I sold the Handspring to a coworker, and jumped to a Sidekick, which, despite the fact that it was designed for emo 14-year-olds, had its shit together as far as data integration. It was essentially useless as a phone, but I don’t like talking on the phone, and preferred getting the data-only unlimited plan and spending all day in AIM or browsing the web. I did briefly consider getting a Treo when everyone else got Treo fever, but talked myself out of it. Years later, when I was at the big S, we got a couple of Palm Pre units when they came out, and I spent twenty minutes screwing with one, long enough to lock it up two or three times. I’d already moved to the iPhone by then, and it was the perfect solution I’d waited ten years for, so I was pretty nonplussed. The WebOS UI had some nice features, but in a world where everyone had Ataris and Commodores, I didn’t want to buy a Coleco Adam because it had a neat keyboard.

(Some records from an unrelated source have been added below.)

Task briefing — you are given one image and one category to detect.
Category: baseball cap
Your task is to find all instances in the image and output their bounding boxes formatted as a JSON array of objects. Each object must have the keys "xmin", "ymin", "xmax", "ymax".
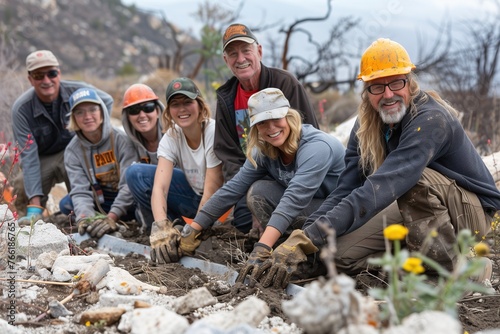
[
  {"xmin": 69, "ymin": 88, "xmax": 102, "ymax": 112},
  {"xmin": 248, "ymin": 88, "xmax": 290, "ymax": 127},
  {"xmin": 222, "ymin": 23, "xmax": 258, "ymax": 51},
  {"xmin": 26, "ymin": 50, "xmax": 59, "ymax": 71},
  {"xmin": 166, "ymin": 77, "xmax": 201, "ymax": 103}
]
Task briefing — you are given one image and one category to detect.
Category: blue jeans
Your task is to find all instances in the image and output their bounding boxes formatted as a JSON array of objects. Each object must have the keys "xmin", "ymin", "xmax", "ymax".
[{"xmin": 125, "ymin": 164, "xmax": 201, "ymax": 226}]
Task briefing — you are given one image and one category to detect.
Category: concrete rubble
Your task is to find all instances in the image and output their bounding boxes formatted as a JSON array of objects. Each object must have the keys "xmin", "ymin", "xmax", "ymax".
[{"xmin": 1, "ymin": 203, "xmax": 499, "ymax": 333}]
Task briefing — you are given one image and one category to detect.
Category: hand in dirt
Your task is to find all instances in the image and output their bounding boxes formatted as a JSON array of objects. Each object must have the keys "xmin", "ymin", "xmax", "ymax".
[
  {"xmin": 260, "ymin": 229, "xmax": 318, "ymax": 289},
  {"xmin": 236, "ymin": 242, "xmax": 273, "ymax": 286},
  {"xmin": 179, "ymin": 224, "xmax": 203, "ymax": 256},
  {"xmin": 149, "ymin": 219, "xmax": 181, "ymax": 264},
  {"xmin": 81, "ymin": 216, "xmax": 117, "ymax": 238}
]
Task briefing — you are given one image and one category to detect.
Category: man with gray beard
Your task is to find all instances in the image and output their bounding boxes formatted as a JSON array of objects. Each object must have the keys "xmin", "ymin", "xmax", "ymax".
[{"xmin": 253, "ymin": 38, "xmax": 500, "ymax": 289}]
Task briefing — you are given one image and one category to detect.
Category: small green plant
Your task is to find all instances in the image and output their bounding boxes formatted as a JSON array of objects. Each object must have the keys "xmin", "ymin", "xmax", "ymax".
[{"xmin": 369, "ymin": 225, "xmax": 492, "ymax": 326}]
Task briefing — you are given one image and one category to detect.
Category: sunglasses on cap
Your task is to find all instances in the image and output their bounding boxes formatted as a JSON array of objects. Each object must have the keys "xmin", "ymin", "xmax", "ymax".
[
  {"xmin": 126, "ymin": 102, "xmax": 157, "ymax": 116},
  {"xmin": 30, "ymin": 69, "xmax": 59, "ymax": 81}
]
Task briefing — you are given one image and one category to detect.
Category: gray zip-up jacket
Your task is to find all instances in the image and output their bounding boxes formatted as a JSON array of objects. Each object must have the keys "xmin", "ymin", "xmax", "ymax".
[
  {"xmin": 215, "ymin": 63, "xmax": 319, "ymax": 181},
  {"xmin": 304, "ymin": 91, "xmax": 500, "ymax": 247},
  {"xmin": 194, "ymin": 125, "xmax": 345, "ymax": 234},
  {"xmin": 64, "ymin": 96, "xmax": 137, "ymax": 222},
  {"xmin": 11, "ymin": 80, "xmax": 113, "ymax": 200}
]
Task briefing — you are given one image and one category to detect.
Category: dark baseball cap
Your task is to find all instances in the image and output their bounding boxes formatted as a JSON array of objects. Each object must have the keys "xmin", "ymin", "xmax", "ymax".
[
  {"xmin": 222, "ymin": 23, "xmax": 258, "ymax": 51},
  {"xmin": 166, "ymin": 77, "xmax": 201, "ymax": 103}
]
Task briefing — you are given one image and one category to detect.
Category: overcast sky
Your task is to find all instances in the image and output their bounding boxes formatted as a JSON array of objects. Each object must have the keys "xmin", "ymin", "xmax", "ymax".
[
  {"xmin": 123, "ymin": 0, "xmax": 492, "ymax": 59},
  {"xmin": 122, "ymin": 0, "xmax": 494, "ymax": 84}
]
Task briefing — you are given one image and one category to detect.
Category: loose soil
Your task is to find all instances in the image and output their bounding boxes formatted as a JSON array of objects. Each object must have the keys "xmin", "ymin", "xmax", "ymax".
[{"xmin": 3, "ymin": 213, "xmax": 500, "ymax": 333}]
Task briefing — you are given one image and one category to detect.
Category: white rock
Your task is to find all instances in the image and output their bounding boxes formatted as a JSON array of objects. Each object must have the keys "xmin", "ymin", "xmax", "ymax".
[
  {"xmin": 283, "ymin": 275, "xmax": 373, "ymax": 333},
  {"xmin": 99, "ymin": 292, "xmax": 152, "ymax": 307},
  {"xmin": 0, "ymin": 318, "xmax": 22, "ymax": 334},
  {"xmin": 16, "ymin": 222, "xmax": 68, "ymax": 260},
  {"xmin": 385, "ymin": 311, "xmax": 462, "ymax": 334},
  {"xmin": 173, "ymin": 287, "xmax": 218, "ymax": 314},
  {"xmin": 37, "ymin": 267, "xmax": 52, "ymax": 280},
  {"xmin": 35, "ymin": 251, "xmax": 58, "ymax": 270},
  {"xmin": 20, "ymin": 287, "xmax": 38, "ymax": 303},
  {"xmin": 196, "ymin": 296, "xmax": 270, "ymax": 330},
  {"xmin": 52, "ymin": 254, "xmax": 113, "ymax": 274},
  {"xmin": 51, "ymin": 266, "xmax": 72, "ymax": 282},
  {"xmin": 97, "ymin": 266, "xmax": 163, "ymax": 294},
  {"xmin": 129, "ymin": 306, "xmax": 189, "ymax": 334}
]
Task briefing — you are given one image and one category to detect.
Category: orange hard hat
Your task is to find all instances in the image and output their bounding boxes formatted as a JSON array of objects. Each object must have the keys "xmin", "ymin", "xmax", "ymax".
[
  {"xmin": 122, "ymin": 83, "xmax": 159, "ymax": 110},
  {"xmin": 357, "ymin": 38, "xmax": 416, "ymax": 82}
]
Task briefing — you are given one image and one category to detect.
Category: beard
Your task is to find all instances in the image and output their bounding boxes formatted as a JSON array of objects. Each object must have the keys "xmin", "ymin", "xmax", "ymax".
[{"xmin": 378, "ymin": 96, "xmax": 407, "ymax": 124}]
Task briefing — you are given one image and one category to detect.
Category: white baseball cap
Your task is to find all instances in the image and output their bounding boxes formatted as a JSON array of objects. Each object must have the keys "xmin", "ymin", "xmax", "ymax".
[{"xmin": 248, "ymin": 88, "xmax": 290, "ymax": 127}]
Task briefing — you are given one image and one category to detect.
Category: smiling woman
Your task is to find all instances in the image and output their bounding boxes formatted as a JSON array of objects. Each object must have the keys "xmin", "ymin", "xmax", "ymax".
[{"xmin": 148, "ymin": 77, "xmax": 224, "ymax": 264}]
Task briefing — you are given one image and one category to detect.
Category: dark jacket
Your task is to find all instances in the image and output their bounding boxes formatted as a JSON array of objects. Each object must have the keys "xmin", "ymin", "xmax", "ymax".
[
  {"xmin": 304, "ymin": 91, "xmax": 500, "ymax": 246},
  {"xmin": 214, "ymin": 63, "xmax": 318, "ymax": 181}
]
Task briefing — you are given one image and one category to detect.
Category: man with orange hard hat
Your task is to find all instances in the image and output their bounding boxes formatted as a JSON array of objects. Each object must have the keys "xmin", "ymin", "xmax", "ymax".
[{"xmin": 247, "ymin": 38, "xmax": 500, "ymax": 289}]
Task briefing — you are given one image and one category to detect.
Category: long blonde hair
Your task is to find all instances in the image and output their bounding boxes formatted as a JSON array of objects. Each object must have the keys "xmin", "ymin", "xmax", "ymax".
[
  {"xmin": 356, "ymin": 72, "xmax": 459, "ymax": 175},
  {"xmin": 246, "ymin": 108, "xmax": 302, "ymax": 167}
]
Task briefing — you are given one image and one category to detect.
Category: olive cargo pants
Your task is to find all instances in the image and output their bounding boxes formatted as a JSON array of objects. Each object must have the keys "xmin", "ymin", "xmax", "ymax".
[{"xmin": 335, "ymin": 168, "xmax": 492, "ymax": 274}]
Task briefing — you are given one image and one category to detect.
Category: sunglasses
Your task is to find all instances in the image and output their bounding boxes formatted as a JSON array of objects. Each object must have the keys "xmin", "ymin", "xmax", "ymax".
[
  {"xmin": 127, "ymin": 102, "xmax": 157, "ymax": 115},
  {"xmin": 30, "ymin": 69, "xmax": 59, "ymax": 81}
]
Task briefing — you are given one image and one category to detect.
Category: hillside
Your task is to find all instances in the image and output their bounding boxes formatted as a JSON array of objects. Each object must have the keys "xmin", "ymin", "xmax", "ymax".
[{"xmin": 0, "ymin": 0, "xmax": 199, "ymax": 77}]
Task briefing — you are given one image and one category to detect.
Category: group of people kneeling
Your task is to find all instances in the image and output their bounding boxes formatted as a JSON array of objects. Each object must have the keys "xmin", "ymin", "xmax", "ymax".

I was thinking about all of this, and what happened to all of my old Palm files, and I remembered I used a program called jpilot on linux to sync my old devices. It made a .jpilot directory, and it turns out I have two full backups of my old Palm’s filesystem, one from 2000 and another from 2001. It is a total mindfuck to see what I carried on the thing back then. I’ve got a list of DVDs I wanted to buy; a list of books to research later; and there’s an attempt at a journal that’s mostly a list sorted by date of when I was having panic attacks. There’s an itinerary from a February 2000 trip to San Diego, and a copy of an early draft of my second book in PDB format. I have all of the applications that were installed too, from a universal remote app to an R2D2 sound generator to some app that takes a Manhattan street address and tells you the cross streets.
Sometimes I wish I never kept things like this, because now I’m going to spend the next two hours digging through these files.